One person responsible for some of those teardowns is Jay Wysong, who heads up the Lakewood-area division of Belmont Homes, a company that also builds custom homes in the Park Cities and Preston Hollow. Although he has chosen to participate in the conservation district effort, thinking of himself as a "builder's liaison," Wysong says the fears of demolition are unfounded.
"Those houses will never be torn down," Wysong says. "Nobody's going to pay $350,000 for a lot in the M Streets when you can afford to do that in the Park Cities or Bluffview. That's just not realistic."
But the teardown scenario, or at least the potential for one, is precisely what motivated Lisa Gala to initiate an identical conservation movement in M Streets East, which lies across Greenville Avenue. That district contains 430 homes, of which Gala estimates 90 percent or more are in "move in" condition.
Gala launched her effort last year shortly after she bought her home, a 1924 red-brick "Tudor Cottage" currently appraised at $243,000. Though it is small, 1,372 square feet, Gala says it is unique because of a brick "diamond" on its façade.
"If I put my house on the market tomorrow, I'd ask $279,000 for it, and the thing is, I'd probably get it," Gala says. "You can't find another red-brick house with a white diamond on it."
Like Hunt, Gala argues that if the neighborhood becomes dominated with new, more-expensive homes, old homes like hers will be torn down for lot value. "Around us it is happening a lot. We feel it could infiltrate into this neighborhood," Gala says. "If we live here 20 or more years, I'd say the threat is very real."
One house that has been torn down was located next door to Gala's. Five years before Gala moved in, a modern Tudor was built in its place, dwarfing Gala's house. Gala insists that particular house doesn't bother her, but she says the other new homes don't belong.
"They may have walk-in closets and five bathrooms--all things we envy--but they're just not cutting it. Four bricks, two stones and a high peak does not a Tudor make," Gala says, stressing that it's the houses, not the people who buy them, that are objectionable. "People who live in new homes are not bad people. You talk to 'em and they say, 'Oh, my house is a Tudor, and I bought it because it looks just like yours.' They don't mean any ill will."
Jennifer Barnes won't use the word "hurt" to describe her feelings about the battle against homes like hers, which was recently built at the edge of the proposed Belmont Addition conservation district. That neighborhood, which is dominated by small, wood-framed homes, many of them postwar "GI" houses that have been turned into rental properties, lies between the M Streets and Lakewood Heights.
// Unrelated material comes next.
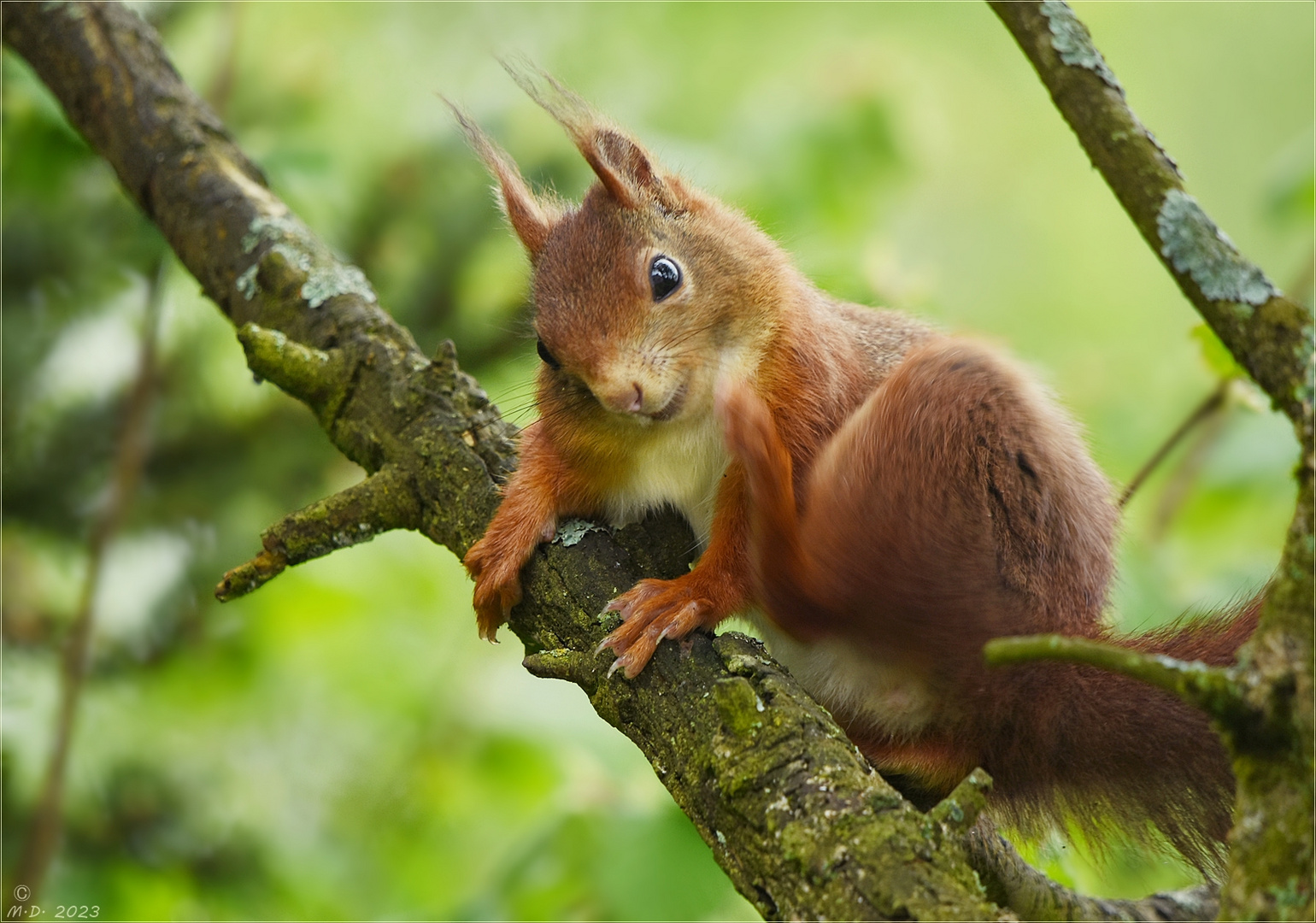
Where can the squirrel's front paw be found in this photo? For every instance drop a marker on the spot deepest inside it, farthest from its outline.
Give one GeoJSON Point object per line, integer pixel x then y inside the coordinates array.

"'Hurt' is the wrong word, but it has bothered me in that I am seen as a capitalist imperialist," Barnes says. "We have furniture from Target in this house."
Barnes and her husband, Jason, exemplify the type of young, white-collar professionals who have been flocking into the city's urban neighborhoods. Both attorneys, the Barneses chose the neighborhood because its close proximity to downtown allows them to avoid a lengthy commute. They also liked the area's older houses, which remind them of the East Coast neighborhoods they grew up in. In fact, Barnes wanted to buy an old Tudor that was for sale in the M Streets, but in the end, the couple decided the asking price was ridiculous.
"Why would I pay $300,000 to live in 1,900 square feet when I can pay $400,000 for 3,000 square feet?" Barnes says. "I loved the style. I begged [Jason] to live there, but economically we just couldn't risk it. We were worried the bottom would drop out."
The local real-estate market has, until recently, sent property values soaring. In the Tudor-dominated M Streets, the values of the homes have gone up along with land values. But that hasn't been the case everywhere. In neighborhoods like Belmont Addition and Lakewood Heights, the housing stock is deteriorating to the point where the lots are now worth more than the structures. As a result, more homes are being razed.
Barnes says this trend should be welcomed, not thwarted. As an example, she points to the house next door. Now a rent house, its wooden frame is rotting, while its unkempt lot has become a nesting ground for snakes and rats.
"We call it the shithole," Barnes says. "This is what they're trying to preserve? They should be thanking us."
Manson Jones, the president of JMJ Custom Homes who built Barnes' house, echoed his clients' comments while standing in front of another house he's building "on spec" in Lakewood Heights. A nearby house, which has been red-tagged by city inspectors, is much like the one Jones says he razed to make way for this project, which will sell for more than $400,000 when it's finished.